Running your own node is the line between taking someone's word about the chain and verifying it yourself. Your node enforces every consensus rule independently, and your wallets can query your node instead of a public server that quietly logs all your addresses. The wall people hit: a full archival node wants 600 GB+ of disk and keeps growing. A pruned node steps around that — it still validates the entire chain, then discards the old blocks it no longer needs, landing around 10–15 GB. That fits a small VPS. Here's the honest how, and what pruning costs you.
What a node actually gives you
- Independent validation. You enforce the rules yourself. Nothing invalid gets past your node because it believed a stranger.
- Privacy for your own queries. Your wallet asks your node, not a public explorer that sees every address you look up.
- A base for the rest. A node is the foundation other things sit on later — Lightning, explorers, your own apps.
Pruned vs full — the honest core
During the initial sync, your node downloads and verifies the entire chain. That's roughly 600 GB of bandwidth, once. Pruning changes only what happens after: it keeps recent blocks and drops the old ones, so final disk stays small.
What you give up is real: a pruned node can't serve historical blocks to other peers, and it can't rescan arbitrary old wallet history. So if you'll import an old wallet with early transactions, you need full history — a full node on a big disk, not a pruned one. For simply validating and running current wallets, pruned is exactly right.
What you need
- Disk: ~15–20 GB for a pruned node — a small box is fine.
- RAM: 2–4 GB. More
dbcachespeeds the initial sync; you can lower it afterward. - Bandwidth: real throughput for the one-time full download.

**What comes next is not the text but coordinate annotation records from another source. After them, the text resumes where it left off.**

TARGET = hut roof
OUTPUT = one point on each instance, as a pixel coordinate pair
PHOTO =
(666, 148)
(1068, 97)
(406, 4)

- A reachable IP: to accept inbound peers on port 8333 and actually help the network, you want a public IP with 8333 open — a dedicated-IP plan. On NAT you get one SSH port and can't open 8333.
The setup
Install bitcoind, then a minimal bitcoin.conf:
prune=10000 # keep ~10 GB of recent blocks
dbcache=2048 # faster initial sync; lower it later
listen=1 # accept inbound peers
Run it under systemd so it restarts on crash and comes back after a reboot, and open port 8333 so peers can reach you. Then let it sync — this is the long part, hours to a day or two, because it's verifying the whole chain from genesis.
Lock it down
- Keys-only SSH, firewall to 8333 and your SSH port. (The ten-minute checklist.)
- Never expose the RPC port to the internet. Bind it to localhost and reach it over an SSH tunnel or only from apps on the same box. An open RPC is an open door.
The honest limits
- The first sync is long and bandwidth-heavy. That's inherent — validating the chain from scratch isn't a step you can configure away.
- A pruned node can't serve old blocks or rescan old history. Need those? That's a full node and a big disk.
- Monero is a fair question, and the honest answer is scope. Its chain is larger — a couple hundred GB, and even pruned around 90 GB — so it wants a bigger disk than our small plans carry. That's a full-node story for a different kind of box, and we'd rather say so than pretend it fits.
- You maintain it: updates, disk, the occasional peer hiccup. A node is a small commitment, not a fire-and-forget.